The institution behind this IPO has been operating in Malawian financial markets since 1998 — 28 years of building trust, expanding services, and growing through every economic cycle this country has faced, before ever asking the public to own a piece of it.
Continental Holdings was incorporated in 2009 and commenced operations in 2012. In 14 years of operation, it has built a group with nearly a trillion kwacha in assets, six operating subsidiaries, and a profit trajectory that is accelerating by double digits year on year.
MSE CEO John Kamanga called it what it is: “This is a proud moment for the Malawi Stock Exchange where we are fulfilling some of our strategic pillars of market growth.”
Analyst Kondwani Makwakwa of Stockbrokers Malawi described it as “a significant milestone — six years after FDH Bank plc listed.”
The market recognises what this moment represents. The question is whether individual investors do too — specifically, the individuals who have already built a relationship with this institution as customers.
The Close
Every year, money sits in savings accounts across Malawi earning returns that do not keep pace with the cost of living. Every year, the MSE delivers returns that most Malawians read about but do not participate in. Every year, institutions like Continental Holdings grow stronger — and the people who fund that growth stay on the outside of it.
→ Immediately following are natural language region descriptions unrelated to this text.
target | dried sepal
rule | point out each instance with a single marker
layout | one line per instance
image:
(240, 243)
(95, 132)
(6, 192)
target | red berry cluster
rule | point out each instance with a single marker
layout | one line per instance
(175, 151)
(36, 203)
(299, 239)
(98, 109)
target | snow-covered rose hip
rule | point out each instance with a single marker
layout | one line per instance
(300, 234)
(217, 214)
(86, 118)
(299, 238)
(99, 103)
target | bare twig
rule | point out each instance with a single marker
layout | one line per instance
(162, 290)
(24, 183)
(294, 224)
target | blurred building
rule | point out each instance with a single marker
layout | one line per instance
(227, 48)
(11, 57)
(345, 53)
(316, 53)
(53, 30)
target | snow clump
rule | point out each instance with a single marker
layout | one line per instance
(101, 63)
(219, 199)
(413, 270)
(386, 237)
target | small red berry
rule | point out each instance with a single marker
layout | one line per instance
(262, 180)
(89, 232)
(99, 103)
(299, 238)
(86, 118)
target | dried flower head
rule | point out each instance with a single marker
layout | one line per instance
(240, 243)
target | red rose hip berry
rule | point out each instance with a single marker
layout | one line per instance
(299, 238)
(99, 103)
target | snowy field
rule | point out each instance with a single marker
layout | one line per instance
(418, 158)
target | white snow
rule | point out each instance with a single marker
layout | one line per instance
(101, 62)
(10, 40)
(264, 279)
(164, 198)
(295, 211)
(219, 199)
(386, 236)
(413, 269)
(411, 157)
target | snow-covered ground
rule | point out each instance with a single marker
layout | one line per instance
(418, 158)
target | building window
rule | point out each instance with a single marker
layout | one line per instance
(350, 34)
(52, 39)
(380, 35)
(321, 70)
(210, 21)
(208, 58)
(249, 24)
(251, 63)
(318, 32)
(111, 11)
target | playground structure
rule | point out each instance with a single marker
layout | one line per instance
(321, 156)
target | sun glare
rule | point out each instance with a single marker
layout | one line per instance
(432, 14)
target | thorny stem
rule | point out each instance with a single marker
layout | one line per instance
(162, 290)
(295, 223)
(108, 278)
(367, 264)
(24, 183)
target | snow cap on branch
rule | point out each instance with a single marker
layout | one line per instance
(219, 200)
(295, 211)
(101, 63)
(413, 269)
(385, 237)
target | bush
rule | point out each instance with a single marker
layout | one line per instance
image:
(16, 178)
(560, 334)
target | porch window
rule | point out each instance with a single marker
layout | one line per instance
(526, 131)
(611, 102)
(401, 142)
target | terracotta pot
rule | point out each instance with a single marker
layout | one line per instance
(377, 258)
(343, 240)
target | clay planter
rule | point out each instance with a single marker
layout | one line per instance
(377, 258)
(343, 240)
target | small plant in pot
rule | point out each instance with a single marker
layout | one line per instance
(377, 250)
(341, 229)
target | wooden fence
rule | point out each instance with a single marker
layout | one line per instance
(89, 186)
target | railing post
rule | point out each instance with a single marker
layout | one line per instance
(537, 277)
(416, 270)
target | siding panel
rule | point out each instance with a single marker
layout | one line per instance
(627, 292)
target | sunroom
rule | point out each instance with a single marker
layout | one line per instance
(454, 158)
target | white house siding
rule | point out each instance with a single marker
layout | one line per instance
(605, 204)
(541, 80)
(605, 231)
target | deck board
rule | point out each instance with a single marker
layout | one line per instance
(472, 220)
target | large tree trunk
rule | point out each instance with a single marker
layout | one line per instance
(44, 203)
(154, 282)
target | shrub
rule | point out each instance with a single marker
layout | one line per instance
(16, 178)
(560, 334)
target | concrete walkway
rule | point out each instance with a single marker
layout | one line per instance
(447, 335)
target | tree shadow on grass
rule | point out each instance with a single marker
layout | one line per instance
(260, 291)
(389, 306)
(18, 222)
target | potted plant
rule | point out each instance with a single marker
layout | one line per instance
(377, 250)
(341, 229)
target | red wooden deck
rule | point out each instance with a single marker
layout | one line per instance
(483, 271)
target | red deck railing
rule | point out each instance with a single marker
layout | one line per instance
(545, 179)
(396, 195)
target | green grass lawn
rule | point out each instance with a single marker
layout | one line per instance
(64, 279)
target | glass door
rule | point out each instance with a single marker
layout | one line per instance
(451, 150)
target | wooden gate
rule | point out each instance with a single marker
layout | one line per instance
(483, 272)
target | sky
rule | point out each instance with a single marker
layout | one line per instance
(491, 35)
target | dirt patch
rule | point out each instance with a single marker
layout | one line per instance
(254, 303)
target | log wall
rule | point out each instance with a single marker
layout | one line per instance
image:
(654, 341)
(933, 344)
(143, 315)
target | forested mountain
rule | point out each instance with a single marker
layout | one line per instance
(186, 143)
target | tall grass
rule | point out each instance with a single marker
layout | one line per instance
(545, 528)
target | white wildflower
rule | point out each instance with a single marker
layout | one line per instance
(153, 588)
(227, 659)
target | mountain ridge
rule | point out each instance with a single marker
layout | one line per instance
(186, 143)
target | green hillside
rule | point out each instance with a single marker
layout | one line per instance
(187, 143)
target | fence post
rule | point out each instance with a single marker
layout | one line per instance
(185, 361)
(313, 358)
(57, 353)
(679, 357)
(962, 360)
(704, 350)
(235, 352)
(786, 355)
July 20 is the date that arrangement has a chance to change.
The institution you trust with your money has spent 28 years building something worth owning.
Now it is asking if you want to own it.
That offer does not stay open forever. It stays open for 14 more days.
All financial figures sourced from CDH Investment Bank audited results and Continental Holdings official investor relations materials. IPO details confirmed from the official pre-listing statement available at continentalholdings.mw/investorrelations.